According to Google Trends Chart, South Africa is ranked 5th for searches related to Bitcoins. A 2017 report by Luno (formerly BitX), a Bitcoin wallet provider, reveals that Bitcoins have been trusted by 66% of South Africans, with about 13% of them opting for it because of faster Payments, and another almost 40% holding Bitcoins for investment purposes.
South Africa also hosts Bidorbuy, the biggest online marketplace which embraced cryptocurrencies as a payment method.
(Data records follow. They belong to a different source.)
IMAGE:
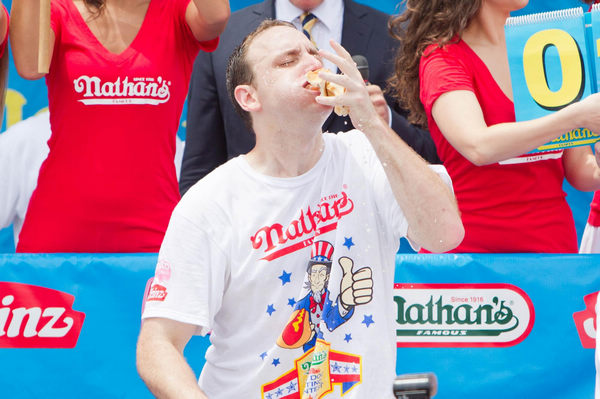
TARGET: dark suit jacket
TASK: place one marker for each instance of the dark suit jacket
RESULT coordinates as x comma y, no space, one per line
216,133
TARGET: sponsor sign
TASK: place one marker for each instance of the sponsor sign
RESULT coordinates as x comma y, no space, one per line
462,315
585,321
37,317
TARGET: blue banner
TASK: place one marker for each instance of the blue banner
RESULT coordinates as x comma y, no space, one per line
489,326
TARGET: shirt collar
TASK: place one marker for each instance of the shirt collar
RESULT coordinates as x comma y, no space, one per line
328,12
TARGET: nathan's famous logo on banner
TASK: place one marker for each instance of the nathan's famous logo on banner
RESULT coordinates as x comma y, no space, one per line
586,321
460,315
37,317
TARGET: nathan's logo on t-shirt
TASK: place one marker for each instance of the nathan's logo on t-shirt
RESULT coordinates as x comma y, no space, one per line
274,240
37,317
157,293
139,90
462,315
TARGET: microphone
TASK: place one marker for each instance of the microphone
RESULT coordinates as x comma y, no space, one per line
363,66
415,386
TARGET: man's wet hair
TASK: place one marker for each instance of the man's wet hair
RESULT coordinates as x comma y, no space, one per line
239,72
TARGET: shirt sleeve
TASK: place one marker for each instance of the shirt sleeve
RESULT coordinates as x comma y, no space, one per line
190,275
441,70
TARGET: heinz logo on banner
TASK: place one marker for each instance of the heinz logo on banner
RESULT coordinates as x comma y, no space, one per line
37,317
585,321
462,315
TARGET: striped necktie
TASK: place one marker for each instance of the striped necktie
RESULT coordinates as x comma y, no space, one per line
308,21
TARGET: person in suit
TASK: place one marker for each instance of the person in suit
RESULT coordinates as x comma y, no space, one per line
215,133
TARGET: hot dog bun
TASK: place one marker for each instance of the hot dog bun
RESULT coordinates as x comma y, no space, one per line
328,89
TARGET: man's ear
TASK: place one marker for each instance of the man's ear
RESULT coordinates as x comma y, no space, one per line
247,97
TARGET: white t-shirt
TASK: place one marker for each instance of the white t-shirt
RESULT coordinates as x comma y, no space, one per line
23,148
234,262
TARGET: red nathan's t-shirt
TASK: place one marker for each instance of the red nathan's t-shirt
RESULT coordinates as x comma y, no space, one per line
517,205
109,182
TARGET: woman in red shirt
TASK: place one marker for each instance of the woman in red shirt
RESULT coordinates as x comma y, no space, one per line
590,241
453,76
118,78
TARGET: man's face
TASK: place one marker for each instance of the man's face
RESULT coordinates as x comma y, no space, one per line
280,57
318,275
306,5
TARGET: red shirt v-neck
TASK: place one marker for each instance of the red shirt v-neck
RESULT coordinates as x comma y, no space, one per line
109,183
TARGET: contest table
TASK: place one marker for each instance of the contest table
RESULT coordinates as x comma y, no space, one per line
489,326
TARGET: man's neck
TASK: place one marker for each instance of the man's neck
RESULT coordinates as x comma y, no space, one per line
288,153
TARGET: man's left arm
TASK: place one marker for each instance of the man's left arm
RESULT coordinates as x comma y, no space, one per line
428,204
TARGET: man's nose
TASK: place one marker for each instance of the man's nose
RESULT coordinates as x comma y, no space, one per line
315,62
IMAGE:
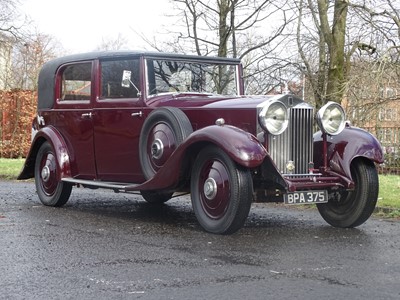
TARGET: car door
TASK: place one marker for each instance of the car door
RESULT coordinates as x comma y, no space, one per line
118,120
72,116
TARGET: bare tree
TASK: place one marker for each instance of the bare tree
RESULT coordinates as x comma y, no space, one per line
24,58
331,35
247,29
117,43
8,20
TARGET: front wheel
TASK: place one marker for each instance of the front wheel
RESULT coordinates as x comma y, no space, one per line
221,191
348,209
51,191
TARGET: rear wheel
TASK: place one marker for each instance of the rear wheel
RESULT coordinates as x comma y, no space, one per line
221,191
352,208
51,191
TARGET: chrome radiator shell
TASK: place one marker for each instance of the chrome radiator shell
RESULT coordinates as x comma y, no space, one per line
292,151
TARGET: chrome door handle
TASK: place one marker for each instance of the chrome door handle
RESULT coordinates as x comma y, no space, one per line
138,114
87,115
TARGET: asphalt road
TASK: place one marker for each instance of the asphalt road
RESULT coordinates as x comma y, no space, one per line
103,245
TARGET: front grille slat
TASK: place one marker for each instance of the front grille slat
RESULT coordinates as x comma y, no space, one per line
296,143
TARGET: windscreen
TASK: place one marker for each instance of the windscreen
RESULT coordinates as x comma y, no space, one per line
166,76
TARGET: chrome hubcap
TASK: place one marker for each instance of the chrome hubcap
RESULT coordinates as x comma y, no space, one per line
157,149
210,188
45,173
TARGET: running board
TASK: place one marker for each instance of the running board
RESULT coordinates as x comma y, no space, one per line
116,186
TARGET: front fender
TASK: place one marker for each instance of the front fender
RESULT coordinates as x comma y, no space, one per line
51,135
343,148
240,145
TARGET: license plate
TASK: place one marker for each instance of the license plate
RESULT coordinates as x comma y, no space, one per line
306,197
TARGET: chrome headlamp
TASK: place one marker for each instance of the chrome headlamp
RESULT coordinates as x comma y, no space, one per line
331,118
274,117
Already, there are more than 1000 merchants in South Africa, who accept Bitcoin for payments.
In February 2017, the Reserve Bank of South Africa indicated the likelihood of issuing a digital currency based on distributed ledger or blockchain technologies.
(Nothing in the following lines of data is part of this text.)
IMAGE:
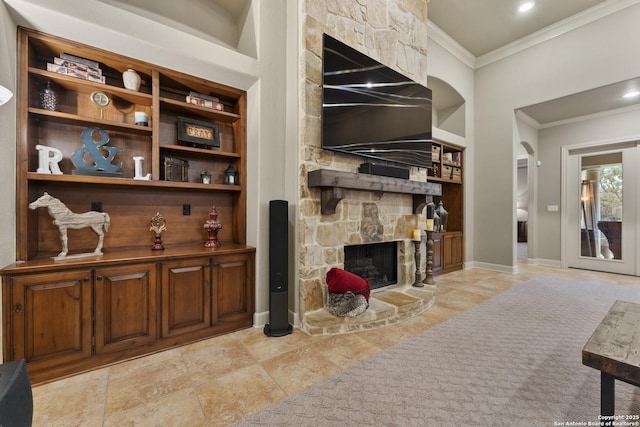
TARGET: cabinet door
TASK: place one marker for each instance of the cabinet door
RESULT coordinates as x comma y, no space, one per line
438,259
125,312
233,287
186,296
452,251
51,318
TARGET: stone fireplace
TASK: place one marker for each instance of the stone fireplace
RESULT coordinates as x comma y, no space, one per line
376,262
394,33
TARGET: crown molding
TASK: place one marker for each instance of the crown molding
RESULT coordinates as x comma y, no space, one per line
571,23
528,119
450,45
591,116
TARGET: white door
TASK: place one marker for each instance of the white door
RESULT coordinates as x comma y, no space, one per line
601,210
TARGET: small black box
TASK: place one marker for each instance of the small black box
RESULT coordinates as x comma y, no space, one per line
383,170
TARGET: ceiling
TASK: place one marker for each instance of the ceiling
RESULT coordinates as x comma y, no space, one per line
484,26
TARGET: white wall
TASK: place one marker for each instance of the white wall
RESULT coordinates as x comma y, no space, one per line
101,25
442,64
623,126
594,55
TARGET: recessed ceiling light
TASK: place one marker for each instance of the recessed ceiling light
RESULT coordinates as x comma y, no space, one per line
524,7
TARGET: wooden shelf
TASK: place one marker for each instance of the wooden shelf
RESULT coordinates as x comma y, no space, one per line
85,310
200,151
333,183
73,119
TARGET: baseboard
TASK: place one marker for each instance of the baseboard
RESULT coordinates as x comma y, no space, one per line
260,319
512,269
547,262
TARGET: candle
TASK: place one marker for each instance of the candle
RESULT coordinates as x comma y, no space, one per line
430,224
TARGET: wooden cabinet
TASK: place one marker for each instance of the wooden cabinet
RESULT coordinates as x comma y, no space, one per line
125,307
232,276
50,318
186,296
446,163
63,322
447,251
90,310
181,137
447,169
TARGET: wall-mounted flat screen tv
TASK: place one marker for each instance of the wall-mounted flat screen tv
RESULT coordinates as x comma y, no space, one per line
370,110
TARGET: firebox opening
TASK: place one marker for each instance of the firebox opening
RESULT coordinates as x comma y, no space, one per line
376,262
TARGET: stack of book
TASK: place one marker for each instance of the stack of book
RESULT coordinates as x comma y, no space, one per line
77,67
205,101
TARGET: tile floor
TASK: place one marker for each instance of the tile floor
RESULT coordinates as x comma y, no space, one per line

The other major Bitcoin Startup in South Africa is ICE3X. Other blockchain startups include Bankymoon, Custos Media Technologies, The Sun Exchange, Consent, Chankura, and Bitsure.
Ghana, West Africa
Ghana Dot Com (GDC) took cryptocurrencies to the next level in Africa, following its recent establishment of the first Bitcoin mining in Africa, spearheaded by Professor Nii Narku Quaynor.
The leading Bitcoin Startup in Ghana, Beam, takes a 3% charge on transfer of funds, compared to the 12% commission charge by traditional remittance companies.
And to make sure that the country and other markets in Africa access Bitcoins, users have the funds remittances are made directly to their mobile wallets.
The other Bitcoin financial service to watch out for is the June 2017 Kitiwa, which in only two months of operation transacted a volume of over $40,000. A free Bitcoin wallet on Kitiwa can be created in a matter of seconds, and MPower is used for payments.
Kenya, East Africa
Kenya is known for BitPesa, the first remittance service for Bitcoin in Africa, allowing senders to remit funds to individuals and businesses within East Africa, using mobile wallets like MPesa, for cross-border transactions.
Bitbond, a platform for Bitcoin-based lending, also partnered with BitPesa in April 2017, allowing small business owners in Kenya can access Bitcoin funding from around the world via Bitbond, and receive mobile money in no more than 20 minutes!
Bitpesa, which has a total investment of $1.7 million, also sells Bitcoins to users in both Kenya and Ghana and has already set foot in Tanzania, with plans for Uganda in the pipeline.
To exchange Bitcoin to Kenyan currency and deposit the funds to specific mobile money wallet or account, BitPesa charges 3%. And because the conversion is automatic, Kenyans receive funds within minutes.
As of May 2017, Bitcoin hit a record price of $2000 in Zimbabwe, compared to global prices. Owing to the collapse of Zimbabwe’s financial system and many bank restrictions for online banks, the alternative financial solution that looks attractive is Bitcoin.
Notably, the only local Bitcoin exchanges operating in Zimbabwe are BitFundi (a 2015 initiative by BitFinance) and BitMari. Already, more than 35% of Bitfinance customers are using it for the purpose of saving through cryptocurrencies, motivated by the massive losses they encountered in the 2008 hyperinflation that collapsed the banking industry in the country.
To buy or sell Bitcoins online in Zimbabwe, one can visit the official websites for emiljano, Sales-GTBitcoin, frotteejack, ehsan90a, YaYaMon, andyjnet, Revix, nimitpatel, bluudz, and LadyBit, where payment methods include Moneygram, Webmoney and Paypal.
The price/BTC while buying and selling Bitcoins online leads at 4467.88 USD and 4440.21 USD respectively. And like Nigeria, the government is not about to make Bitcoin an official payment method.
Only recently, BitFinance received funding of close to USD $30,000, to take part in the 4th accelerator run programme by Savannah Fund, positioning BitFinance for intercontinental collaborations.
Other African countries following suit include Tanzania and Uganda. Tunisia digitized its national currency towards the end of 2015, while Senegal has vowed to embrace blockchain technology and digitize its currency by end of this year, with plans underway to distribute it across WAEMU (West African Economic and Monetary Union).